Problem of The Day: 26/04/2023 | Seating Arrangement | Yash Dwivedi

Hi Yash,
Great video, as always. Your explanation of the code was beneficial!

Not only that, but I also tried out the optimisation I suggested in the chat of using a tighter range in the for-loop, and it worked like a charm! When I submitted it on the GFG platform, it passed all the test cases with flying colours.

The reason the optimisation worked is as follows:
The technique we used involves blocking seat 0 if unoccupied, which means we can seat a person there. As a result, seat 1 becomes unavailable due to the problem's constraints. Conversely, if seat 0 is already occupied, we cannot seat anyone in seat 1 anyway.
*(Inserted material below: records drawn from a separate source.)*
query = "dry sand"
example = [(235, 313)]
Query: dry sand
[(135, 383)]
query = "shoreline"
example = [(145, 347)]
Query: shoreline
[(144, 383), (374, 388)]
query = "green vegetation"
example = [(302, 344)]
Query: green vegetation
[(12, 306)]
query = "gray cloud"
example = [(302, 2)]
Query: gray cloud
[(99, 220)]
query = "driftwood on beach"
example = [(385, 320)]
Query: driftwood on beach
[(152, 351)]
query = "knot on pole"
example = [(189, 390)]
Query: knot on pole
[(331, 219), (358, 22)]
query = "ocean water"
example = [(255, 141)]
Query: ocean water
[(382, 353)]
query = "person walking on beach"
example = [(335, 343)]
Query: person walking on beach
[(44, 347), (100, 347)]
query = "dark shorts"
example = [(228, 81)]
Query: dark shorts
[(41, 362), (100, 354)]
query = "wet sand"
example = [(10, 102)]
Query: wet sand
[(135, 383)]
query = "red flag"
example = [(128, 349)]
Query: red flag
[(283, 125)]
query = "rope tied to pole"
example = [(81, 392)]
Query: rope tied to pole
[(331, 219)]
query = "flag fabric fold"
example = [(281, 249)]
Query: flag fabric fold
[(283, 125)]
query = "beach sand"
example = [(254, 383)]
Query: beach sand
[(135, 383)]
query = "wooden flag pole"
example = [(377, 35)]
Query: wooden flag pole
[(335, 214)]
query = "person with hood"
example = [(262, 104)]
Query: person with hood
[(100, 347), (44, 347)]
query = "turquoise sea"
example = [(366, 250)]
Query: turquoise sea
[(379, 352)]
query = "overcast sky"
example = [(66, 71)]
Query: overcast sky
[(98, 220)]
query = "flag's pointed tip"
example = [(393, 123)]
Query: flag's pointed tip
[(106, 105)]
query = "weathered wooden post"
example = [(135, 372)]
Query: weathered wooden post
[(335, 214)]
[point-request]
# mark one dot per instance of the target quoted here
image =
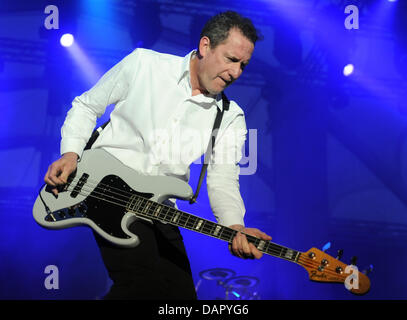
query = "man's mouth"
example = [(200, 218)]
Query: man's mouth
[(225, 81)]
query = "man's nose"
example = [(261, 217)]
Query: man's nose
[(235, 72)]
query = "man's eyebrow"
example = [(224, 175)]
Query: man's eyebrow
[(235, 59)]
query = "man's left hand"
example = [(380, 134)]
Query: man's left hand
[(241, 248)]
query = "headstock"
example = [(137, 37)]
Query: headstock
[(322, 267)]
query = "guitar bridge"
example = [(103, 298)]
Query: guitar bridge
[(76, 211), (78, 188)]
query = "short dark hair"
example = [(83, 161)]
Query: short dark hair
[(217, 28)]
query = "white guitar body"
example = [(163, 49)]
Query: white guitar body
[(99, 194)]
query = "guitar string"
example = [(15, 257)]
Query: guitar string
[(231, 233)]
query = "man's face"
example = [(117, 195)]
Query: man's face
[(224, 64)]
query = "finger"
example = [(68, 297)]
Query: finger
[(257, 254), (245, 247), (237, 246), (258, 233)]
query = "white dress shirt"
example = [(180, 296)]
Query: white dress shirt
[(158, 128)]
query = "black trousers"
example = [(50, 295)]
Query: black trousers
[(157, 269)]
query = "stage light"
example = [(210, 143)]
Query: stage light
[(66, 40), (348, 69)]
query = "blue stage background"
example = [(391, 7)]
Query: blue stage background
[(331, 152)]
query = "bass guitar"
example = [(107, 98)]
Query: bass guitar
[(108, 196)]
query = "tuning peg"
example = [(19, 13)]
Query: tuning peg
[(366, 271)]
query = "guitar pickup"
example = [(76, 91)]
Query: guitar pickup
[(78, 188), (77, 211)]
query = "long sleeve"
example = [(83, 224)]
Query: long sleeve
[(223, 175), (86, 108)]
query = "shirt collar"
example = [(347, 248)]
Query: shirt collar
[(185, 72)]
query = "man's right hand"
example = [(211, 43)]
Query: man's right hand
[(59, 171)]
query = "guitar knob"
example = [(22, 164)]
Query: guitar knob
[(368, 270), (326, 246), (339, 270)]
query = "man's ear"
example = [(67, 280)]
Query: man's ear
[(204, 46)]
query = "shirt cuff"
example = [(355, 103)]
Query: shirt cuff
[(228, 218), (72, 145)]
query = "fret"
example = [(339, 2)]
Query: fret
[(261, 244), (145, 210), (129, 204), (191, 222), (216, 231), (175, 219), (157, 211), (198, 226), (165, 213), (207, 227), (186, 221)]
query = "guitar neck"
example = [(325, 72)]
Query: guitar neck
[(150, 209)]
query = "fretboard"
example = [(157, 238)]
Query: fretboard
[(150, 209)]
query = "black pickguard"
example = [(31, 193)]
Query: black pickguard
[(106, 214), (105, 206)]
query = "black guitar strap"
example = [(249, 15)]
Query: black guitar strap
[(209, 149)]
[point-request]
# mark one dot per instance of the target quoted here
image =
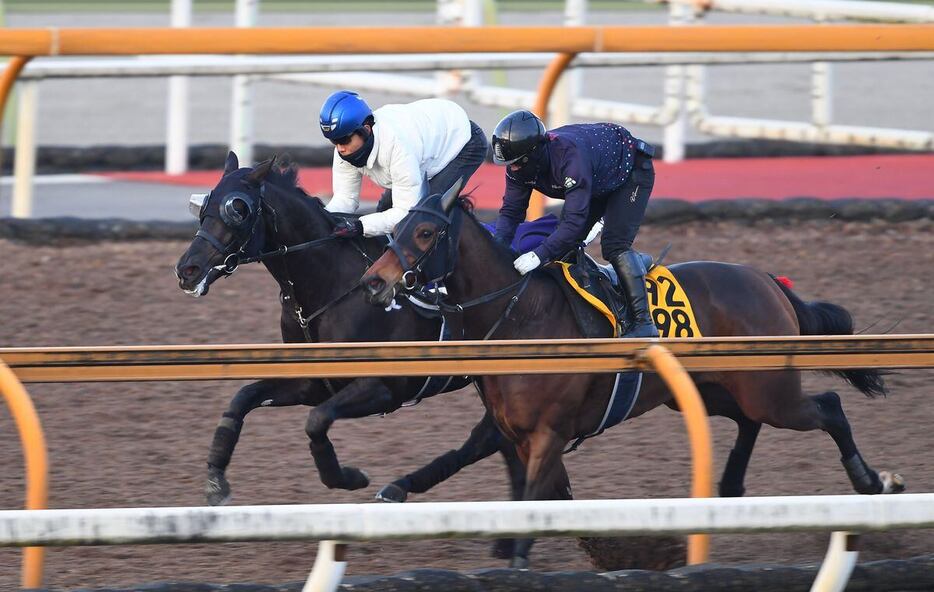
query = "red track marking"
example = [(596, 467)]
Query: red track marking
[(827, 177)]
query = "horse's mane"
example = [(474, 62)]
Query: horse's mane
[(466, 203), (284, 176)]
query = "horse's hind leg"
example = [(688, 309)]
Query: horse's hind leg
[(264, 393), (863, 478), (546, 478), (362, 397), (720, 402), (734, 474), (775, 398), (484, 440)]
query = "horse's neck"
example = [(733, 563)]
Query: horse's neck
[(482, 268), (317, 275)]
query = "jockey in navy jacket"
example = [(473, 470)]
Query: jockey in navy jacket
[(599, 170)]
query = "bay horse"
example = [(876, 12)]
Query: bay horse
[(441, 240), (262, 215)]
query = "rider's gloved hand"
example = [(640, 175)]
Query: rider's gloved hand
[(347, 228), (503, 241), (526, 263)]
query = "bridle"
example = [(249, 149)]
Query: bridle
[(235, 256), (449, 233)]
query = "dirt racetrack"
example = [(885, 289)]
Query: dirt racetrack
[(144, 444)]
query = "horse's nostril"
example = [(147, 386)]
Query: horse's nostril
[(190, 271), (375, 283)]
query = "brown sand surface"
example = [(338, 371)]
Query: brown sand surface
[(145, 444)]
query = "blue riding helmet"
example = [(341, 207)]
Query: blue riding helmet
[(342, 114)]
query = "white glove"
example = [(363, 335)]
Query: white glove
[(597, 229), (526, 263)]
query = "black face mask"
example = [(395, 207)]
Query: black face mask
[(528, 174), (359, 158)]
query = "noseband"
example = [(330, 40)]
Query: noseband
[(236, 222)]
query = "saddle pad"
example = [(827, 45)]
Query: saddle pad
[(670, 306), (671, 309)]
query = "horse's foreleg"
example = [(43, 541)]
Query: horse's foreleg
[(546, 478), (731, 484), (264, 393), (485, 439), (362, 397)]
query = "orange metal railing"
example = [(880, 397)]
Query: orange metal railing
[(36, 460)]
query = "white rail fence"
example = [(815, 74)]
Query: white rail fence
[(684, 101), (371, 522)]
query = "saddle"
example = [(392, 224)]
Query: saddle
[(587, 285)]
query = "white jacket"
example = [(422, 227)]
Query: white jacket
[(408, 142)]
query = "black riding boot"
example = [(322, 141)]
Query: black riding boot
[(631, 271)]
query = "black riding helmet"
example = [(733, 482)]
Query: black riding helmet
[(517, 136)]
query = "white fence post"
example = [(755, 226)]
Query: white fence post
[(241, 104), (24, 163), (176, 136), (838, 564), (328, 570), (675, 76)]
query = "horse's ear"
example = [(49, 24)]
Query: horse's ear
[(450, 196), (232, 163), (425, 190), (262, 169)]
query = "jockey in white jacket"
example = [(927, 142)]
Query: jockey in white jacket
[(396, 146)]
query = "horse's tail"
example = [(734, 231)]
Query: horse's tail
[(826, 318)]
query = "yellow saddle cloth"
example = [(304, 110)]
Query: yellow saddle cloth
[(670, 306)]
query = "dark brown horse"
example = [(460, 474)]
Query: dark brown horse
[(261, 215), (543, 413)]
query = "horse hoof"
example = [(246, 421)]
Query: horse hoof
[(394, 494), (503, 548), (217, 489), (354, 478), (891, 482)]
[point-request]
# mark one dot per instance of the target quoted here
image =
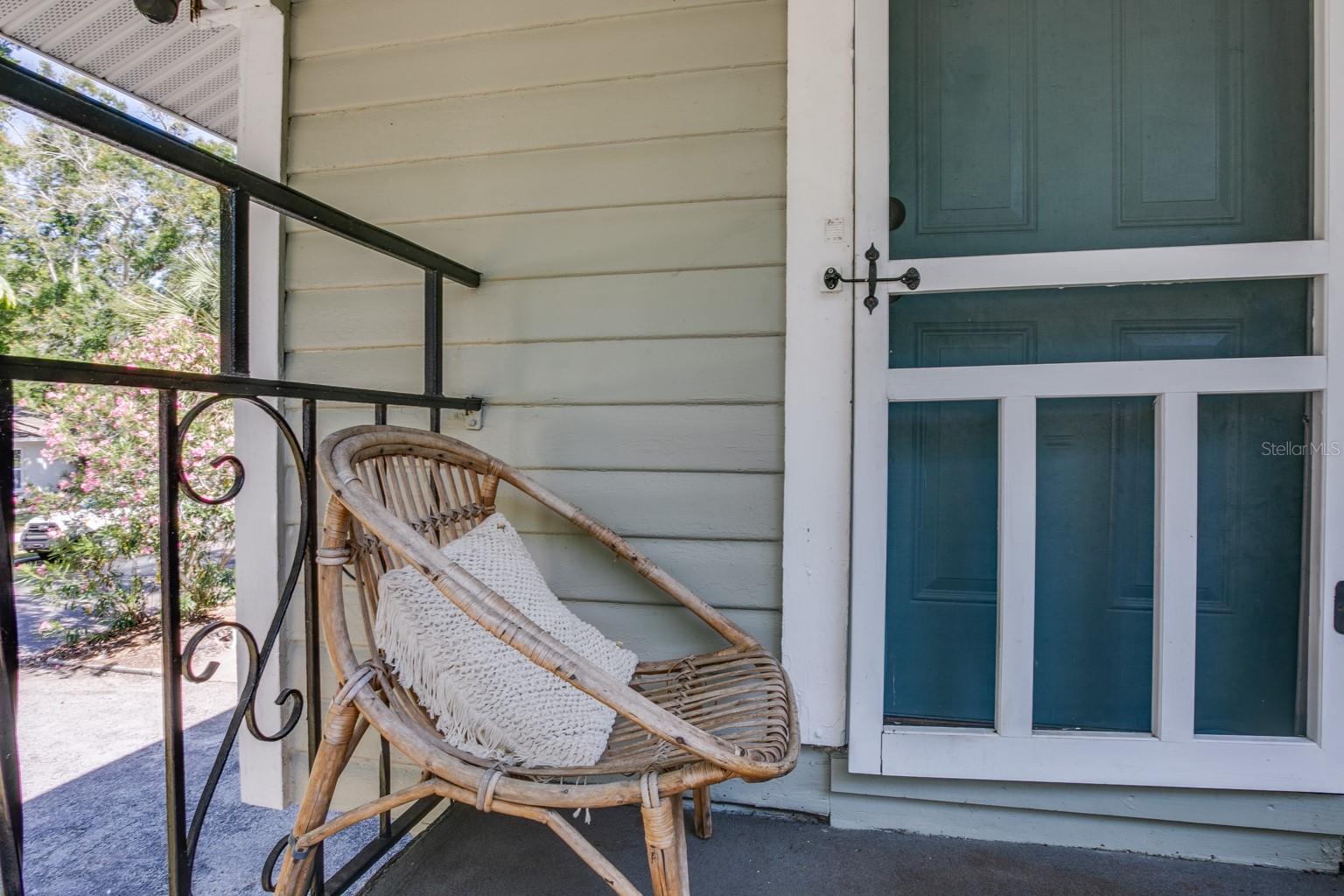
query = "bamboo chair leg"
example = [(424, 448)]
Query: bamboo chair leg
[(332, 755), (591, 856), (664, 838), (704, 815)]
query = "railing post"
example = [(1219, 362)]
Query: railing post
[(11, 798), (170, 617), (234, 206), (433, 340), (312, 620)]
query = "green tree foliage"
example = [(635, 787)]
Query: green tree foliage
[(107, 256), (92, 236)]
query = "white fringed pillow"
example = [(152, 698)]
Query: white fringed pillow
[(489, 699)]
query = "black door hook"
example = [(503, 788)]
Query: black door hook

This is why it makes sense to skip checking seat 1 in the for-loop. We can apply a similar argument to justify skipping the check for seat `m-2` in the for-loop.

Therefore, it is reasonable to iterate from i = 2 to i = m-3 (inclusive of both limits) as an optimisation.

By the way, I've also included the optimised code below.

Optimised Code:

//User function Template for C++

class Solution{
public:
bool is_possible_to_get_seats(int n, int m, vector<int>& seats){
int count = 0;
if (seats[0] == 0 and seats[1] == 0) {
count++;
seats[0] = 1;
}
if (seats[m-1] == 0 and seats[m-2] == 0) {
count++;
seats[m-1] = 1;
}

for (int i = 2; i < m-2; i++) {
if (seats[i] == 0 and seats[i-1] == 0 and seats[i+1] == 0) {
count++;
seats[i] = 1;
}
}

return count >= n;
}
};


Please do let me know if you have any feedback or suggestions.

Thanks!

Rishit.Chaudhary